# vertalen/tolken van/uit naar/in of nog iets anders?



## marrish

Ik sta in tweestrijd wat de voorzetsels betreft die met de werkwoorden "vertalen" en "tolken" gepaard gaan.

Geen van de door mij geraadpleegde bronnen brengt erover duidelijkheid maar praktijkvoorbeelden leren mij dat het meestal zo is:

- vertalen uit het (brontaal) of vertalen van het (brontaal) 
- vertalen naar het (doeltaal) of in het (doeltaal)

Misschien kent iemand hoe het in elkaar zit?


----------



## Peterdg

Ik gebruik "vertalen uit" en "vertalen naar", wat niet wil zeggen dat de andere daarom fout zouden zijn.


----------



## YellowOnline

Peterdg said:


> Ik gebruik "vertalen uit" en "vertalen naar", wat niet wil zeggen dat de andere daarom fout zouden zijn.



Idem.


----------



## bibibiben

_Vertalen in_ is ook goed mogelijk. Zie https://onzetaal.nl/taaladvies/advies/vertalen-in-naar-uit voor meer details.

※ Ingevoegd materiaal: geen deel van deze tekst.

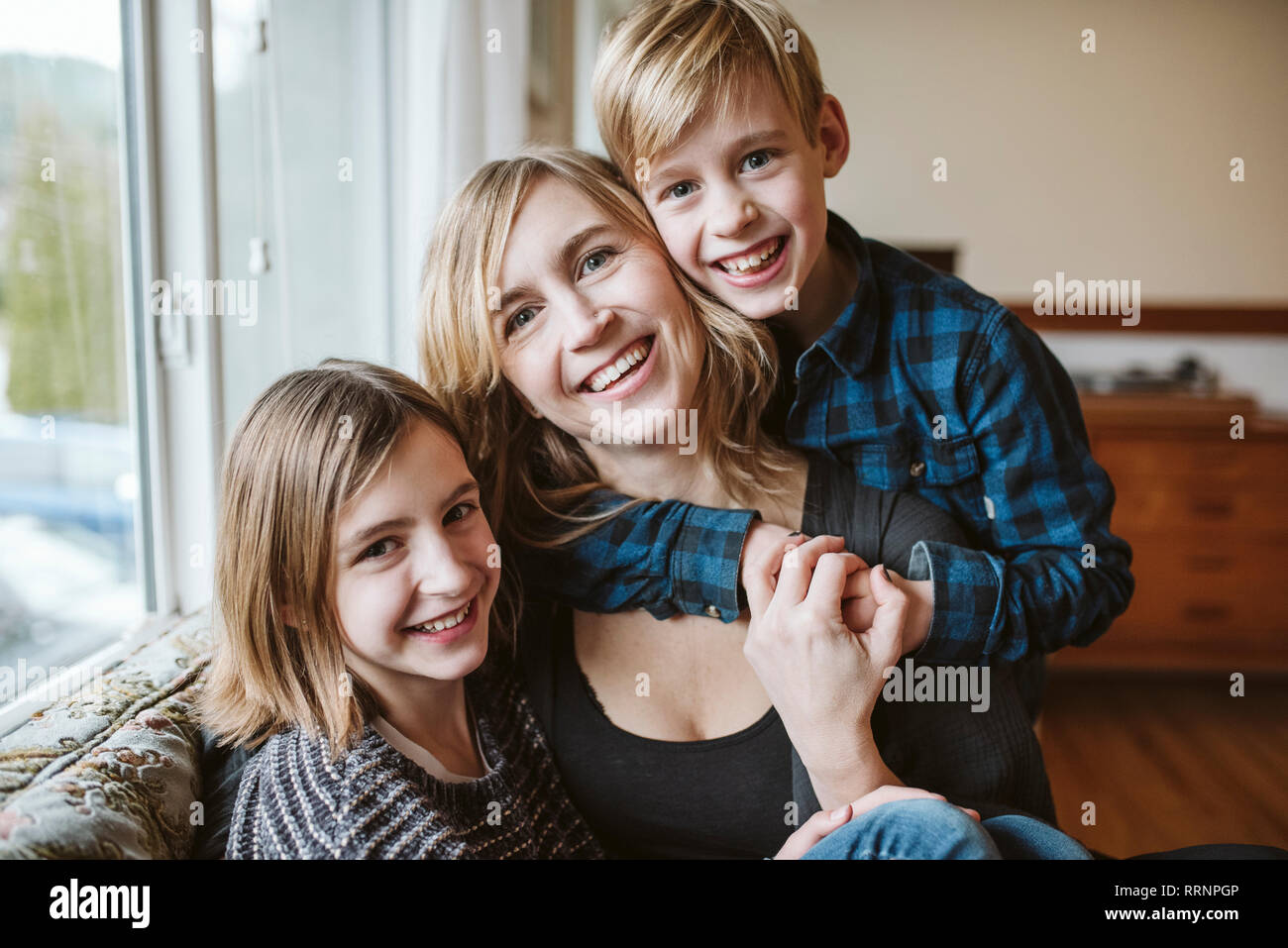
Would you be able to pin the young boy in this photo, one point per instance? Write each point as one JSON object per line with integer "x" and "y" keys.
{"x": 715, "y": 111}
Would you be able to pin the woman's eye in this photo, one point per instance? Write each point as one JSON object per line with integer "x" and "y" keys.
{"x": 593, "y": 262}
{"x": 460, "y": 511}
{"x": 377, "y": 549}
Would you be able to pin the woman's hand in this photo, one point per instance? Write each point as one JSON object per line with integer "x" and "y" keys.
{"x": 859, "y": 607}
{"x": 823, "y": 822}
{"x": 822, "y": 678}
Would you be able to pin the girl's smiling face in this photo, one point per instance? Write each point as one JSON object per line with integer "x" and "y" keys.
{"x": 413, "y": 579}
{"x": 590, "y": 314}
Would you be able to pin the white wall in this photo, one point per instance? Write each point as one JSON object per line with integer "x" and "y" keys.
{"x": 1106, "y": 165}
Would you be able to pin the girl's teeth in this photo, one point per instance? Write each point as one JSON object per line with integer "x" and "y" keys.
{"x": 443, "y": 623}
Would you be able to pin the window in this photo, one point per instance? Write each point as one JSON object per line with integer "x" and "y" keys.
{"x": 68, "y": 480}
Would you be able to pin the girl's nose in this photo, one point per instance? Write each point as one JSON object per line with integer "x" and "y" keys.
{"x": 442, "y": 574}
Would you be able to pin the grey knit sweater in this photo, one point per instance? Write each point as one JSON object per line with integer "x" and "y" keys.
{"x": 376, "y": 804}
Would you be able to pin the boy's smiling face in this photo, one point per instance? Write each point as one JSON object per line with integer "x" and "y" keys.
{"x": 739, "y": 200}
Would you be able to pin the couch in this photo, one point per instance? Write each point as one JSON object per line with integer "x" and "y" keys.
{"x": 114, "y": 771}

_Tolken_ lijkt me een lastig geval. Ikzelf zou zeggen:

 Hij tolkt vanuit taal X naar taal Y.
? Hij tolkt vanuit taal X in taal Y. [zeer weinig Googlehits]
 Hij tolkt uit taal X naar taal Y.
? Hij tolkt uit taal X in taal Y. [zeer weinig Googlehits]
 Hij tolkt vanuit en naar taal X.
 Hij tolkt uit en naar taal X.
? Hij tolkt uit en in taal X. [weinig Googlehits]
 Hij tolkt naar taal Y.
 Hij tolkt in taal Y.


----------



## marrish

De kwestie van "vertalen" is vrij duidelijk geworden; aan de ene kant adviseert onzetaal.nl :


> Als beide talen worden genoemd, is het ofwel *uit en in*, ofwel *van en naa*r:
> 
> 
> De tekst is uit het Engels in het Nederlands vertaald.
> De tekst is van het Engels naar het Nederlands vertaald.


 maar het blijkt dat het ook anders kan, zoals Peterdg en YellowOnline suggereren: *uit en naar*_.
_
bibibiben heeft het van nog een andere invalshoek bekeken door "tolken" apart te zetten.

Heel interessant! Hier (KULeuven) ben ik nog deze variatie tegengekomen:

"De student leert tolken *vanuit* de vreemde talen *in* het Nederlands én *vanuit* het Nederlands *in* de vreemde taal."

Dit lijkt eigenlijk deels op bibibibens laatste voorbeeld "Hij tolkt in taal Y". Misschien wordt hier niet het feit dat de tolk iets tussen bron- en doeltaal (ben ik bang om van-naar enz. te gebruiken  mondeling vertaalt benadrukt maar dat hij het resultaat van zijn vertaling overbrengt en op dat ogenblik *in* de taal Y spreekt.


----------



## bibibiben

Ik ben wel benieuwd of PeterdG en YellowOnline inderdaad _uit_ en _naar_ in één zin willen zetten. Ik ging er eigenlijk van uit dat zij slechts deze mogelijkheden voor ogen zouden hebben:

Ik vertaal uit het Frans.
Ik vertaal naar het Frans.
Ik vertaal in het Frans.
Ik vertaal uit en in het Frans.
Ik vertaal uit het Nederlands in het Frans.
Ik vertaal van en naar het Frans.
Ik vertaal van het Nederlands naar het Frans.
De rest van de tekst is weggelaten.